De quoi agacer le président de l’ex-Conseil régional Rhône-Alpes. Le socialiste Jean-Jack Queyranne « déplore que SNCF Réseau n’ait commencé à révéler ses besoins en travaux sur les petites lignes qu’à la fin de son mandat ». Et ceci alors que le déficit de maintenance remonte à « plusieurs décennies ». De toute évidence, la méfiance entre la Région et la SNCF ne date pas non plus d’hier.
L’ouverture à la concurrence remise à plus tard
Quid de l’ouverture à la concurrence ? À compter de décembre 2019, les conseils régionaux seront en mesure de lancer un appel d’offres pour la gestion des lignes TER. Mais peuvent également continuer à travailler avec la SNCF jusqu’en 2023. Une option visiblement retenue par la Région Auvergne-Rhône-Alpes. « Elle reconnaît qu’à l’heure actuelle, les conditions préalables ne sont pas remplies pour envisager une ouverture à la concurrence, même partielle », écrit la CRC.
Le monopole actuel de la SNCF ne semble au final guère déranger la Région. Celui-ci « permet actuellement aux régions de se consacrer pleinement à la définition du niveau de service et à la négociation de la convention et de ses avenants », estime-t-elle ainsi, citée par la CRC. Il ressort du rapport que les moyens techniques et humains nécessaires pour établir des procédures de mise en concurrence rebute clairement le Conseil régional.

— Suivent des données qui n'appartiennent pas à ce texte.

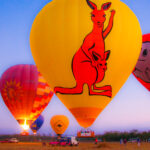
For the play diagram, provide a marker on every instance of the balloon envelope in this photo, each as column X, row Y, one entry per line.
column 89, row 60
column 59, row 124
column 37, row 124
column 142, row 68
column 25, row 92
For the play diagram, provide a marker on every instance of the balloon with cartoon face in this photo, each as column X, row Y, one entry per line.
column 142, row 69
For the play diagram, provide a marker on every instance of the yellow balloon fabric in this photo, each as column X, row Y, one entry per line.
column 59, row 124
column 71, row 41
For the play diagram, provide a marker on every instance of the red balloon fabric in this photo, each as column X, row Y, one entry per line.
column 142, row 68
column 25, row 92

Une concurrence au final faussée ? « La région pense que pour intéresser un maximum de candidats lors d’un appel d’offres, elle devra préalablement recueillir des informations dont elle ne dispose pas aujourd’hui », note la CRC. Notamment des données « sur les personnels, les matériels et les équipements nécessaires à la réalisation du service ». Preuve, une nouvelle fois, que la collectivité est maintenue dans une relative ignorance.
La Région ne se fait d’ailleurs guère d’illusions sur la transparence de la SNCF. Selon le rapport, « elle estime que pour faciliter le recueil de ces informations, il serait nécessaire qu’une liste précise et obligatoire soit fixée par les textes, avec le risque que la SNCF cherche à “capter” la procédure pour proposer ses propres données ». Au final ? Une attitude « pragmatique et prudente » de la Région… autant vis-à-vis de l’ouverture à la concurrence que de la SNCF elle-même.
Florent Mathieu
L’AVENIR DE LA LIGNE GRENOBLE-GAP TOUJOURS DANS LE BROUILLARD
L’avenir de la ligne Grenoble-Gap a tout du feuilleton à rebondissements. Dernier épisode : les défenseurs de la ligne attendaient beaucoup du comité de pilotage, programmé le 22 octobre à la préfecture de l’Isère. La réunion de la dernière chance, à leurs yeux. Le Collectif de l’Étoile ferroviaire de Veynes estime en effet que, faute de travaux réalisés en 2020, la ligne ne sera plus exploitable et de facto condamnée.
« Nouvel affront », s’étrangle le collectif : la réunion annoncée n’a pas eu lieu. Celle-ci est reportée à décembre, indique la préfecture de l’Isère. Problème ? « SNCF Réseau a déjà clairement annoncé que novembre était la date limite de réception des conventions pour lancer les travaux », écrit le collectif. Déception cruelle, quand les militants criaient (presque) victoire en septembre, suite à une déclaration optimiste du secrétaire d’État Jean-Baptiste Djebbari.
Du côté de la préfecture, on assure « l’engagement de l’État pour faire aboutir ce dossier ». Une délégation du collectif a ainsi été reçue le 22 octobre, accompagnée du sénateur de l’Isère Guillaume Gontard et du président du SMTC Yann Mongaburu. Pas de quoi rasséréner les défenseurs de la ligne. Qui plaident pour un arbitrage politique « avant que ne s’enclenchent les processus internes à la SNCF qui rendront inéluctable la fermeture de la ligne ».